Takatsuki Shinichi, Soep Jennifer B, Calderbank Michelle, Ivy David Dunbar
Department of Pediatrics, The Children's Hospital, University of Colorado Denver School of Medicine, 3123 East 16th Avenue, B100, Aurora, CO 80045, USA.
Pediatr Cardiol. 2011 Aug;32(6):828-33. doi: 10.1007/s00246-011-9950-7. Epub 2011 Mar 30.

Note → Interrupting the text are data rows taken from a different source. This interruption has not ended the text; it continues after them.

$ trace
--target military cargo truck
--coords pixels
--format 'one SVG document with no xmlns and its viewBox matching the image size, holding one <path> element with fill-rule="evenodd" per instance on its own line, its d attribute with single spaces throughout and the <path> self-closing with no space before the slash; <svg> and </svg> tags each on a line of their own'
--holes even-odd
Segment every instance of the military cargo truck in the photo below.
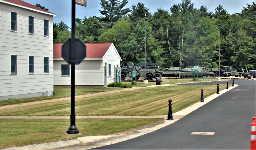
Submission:
<svg viewBox="0 0 256 150">
<path fill-rule="evenodd" d="M 230 67 L 223 66 L 222 68 L 224 72 L 223 76 L 225 77 L 230 77 L 231 76 L 241 77 L 244 76 L 244 73 L 248 73 L 247 68 L 239 68 L 237 70 Z"/>
<path fill-rule="evenodd" d="M 209 71 L 209 75 L 212 76 L 214 74 L 215 77 L 219 77 L 219 68 L 207 68 Z M 223 76 L 223 71 L 222 68 L 220 68 L 220 77 Z"/>
<path fill-rule="evenodd" d="M 124 80 L 126 77 L 132 78 L 133 71 L 136 72 L 136 80 L 138 79 L 139 76 L 138 73 L 135 69 L 135 67 L 136 67 L 136 66 L 134 66 L 134 64 L 128 64 L 127 66 L 124 66 L 121 67 L 121 79 Z M 133 79 L 135 80 L 135 78 L 134 78 Z"/>
<path fill-rule="evenodd" d="M 163 72 L 160 69 L 160 65 L 165 64 L 165 62 L 161 63 L 158 62 L 148 62 L 146 63 L 146 76 L 147 80 L 151 80 L 154 77 L 155 79 L 160 77 Z M 135 63 L 135 64 L 139 68 L 139 76 L 141 78 L 145 76 L 145 63 Z"/>
</svg>

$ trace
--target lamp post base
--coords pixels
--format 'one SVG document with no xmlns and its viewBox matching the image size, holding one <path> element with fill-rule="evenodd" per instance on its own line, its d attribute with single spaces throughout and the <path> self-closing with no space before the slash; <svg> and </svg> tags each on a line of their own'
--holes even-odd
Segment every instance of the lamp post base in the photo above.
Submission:
<svg viewBox="0 0 256 150">
<path fill-rule="evenodd" d="M 147 84 L 147 80 L 146 79 L 143 80 L 143 83 L 144 84 Z"/>
</svg>

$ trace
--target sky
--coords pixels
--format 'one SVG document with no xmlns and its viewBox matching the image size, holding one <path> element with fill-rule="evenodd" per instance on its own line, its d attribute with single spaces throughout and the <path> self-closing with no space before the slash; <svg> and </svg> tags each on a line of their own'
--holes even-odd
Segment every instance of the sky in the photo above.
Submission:
<svg viewBox="0 0 256 150">
<path fill-rule="evenodd" d="M 56 15 L 53 21 L 57 24 L 62 21 L 71 27 L 71 0 L 23 0 L 35 5 L 38 4 L 49 9 L 49 12 Z M 122 2 L 122 0 L 120 0 Z M 145 6 L 149 9 L 150 12 L 153 13 L 161 8 L 170 11 L 170 7 L 174 4 L 181 2 L 181 0 L 127 0 L 128 3 L 125 8 L 131 8 L 132 5 L 136 5 L 138 2 L 144 3 Z M 208 12 L 215 12 L 214 9 L 219 5 L 222 6 L 229 14 L 241 13 L 243 7 L 246 7 L 247 4 L 252 4 L 256 0 L 190 0 L 194 4 L 194 7 L 198 9 L 202 5 L 206 7 Z M 102 15 L 99 10 L 102 10 L 100 0 L 87 0 L 87 6 L 85 7 L 76 5 L 76 18 L 83 19 L 93 16 L 99 17 Z"/>
</svg>

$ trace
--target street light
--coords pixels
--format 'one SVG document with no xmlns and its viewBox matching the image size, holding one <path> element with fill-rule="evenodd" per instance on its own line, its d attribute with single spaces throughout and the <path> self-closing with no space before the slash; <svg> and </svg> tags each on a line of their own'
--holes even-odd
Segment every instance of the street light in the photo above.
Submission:
<svg viewBox="0 0 256 150">
<path fill-rule="evenodd" d="M 146 14 L 147 13 L 147 12 L 146 12 L 145 13 L 144 13 L 145 14 L 145 18 L 144 18 L 144 19 L 145 19 L 145 69 L 144 70 L 144 71 L 145 71 L 145 73 L 144 73 L 144 80 L 147 80 L 147 77 L 146 74 L 146 68 L 147 68 L 147 66 L 146 65 L 146 54 L 147 53 L 146 52 L 146 49 L 147 48 L 147 41 L 146 40 L 146 22 L 147 21 L 147 18 L 146 17 L 147 15 Z"/>
<path fill-rule="evenodd" d="M 220 80 L 220 27 L 219 27 L 219 76 L 218 80 Z"/>
</svg>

Our case series describes three children who were initially diagnosed as having severe pulmonary arterial hypertension (PAH) and subsequently found to be positive for specific autoantibodies suggestive of an underlying autoimmune process. The signs and symptoms of PAH are subtle and may be part of the initial presentation of childhood connective tissue disease (CTD). Evaluation for connective tissue disease in the newly diagnosed pulmonary hypertension (PH) patient is important because early diagnosis of PH as well as CTD is crucial in the successful management of these complex patients. Ongoing monitoring for CTD in patients with severe PAH is warranted.
我们的病例系列描述了三名儿童,他们最初被诊断为患有重度肺动脉高压(PAH),随后发现特定自身抗体呈阳性,提示存在潜在的自身免疫过程。PAH的体征和症状较为隐匿,可能是儿童结缔组织病(CTD)初始表现的一部分。对新诊断的肺动脉高压(PH)患者进行结缔组织病评估很重要,因为早期诊断PH以及CTD对于成功管理这些复杂患者至关重要。对重度PAH患者进行CTD的持续监测是必要的。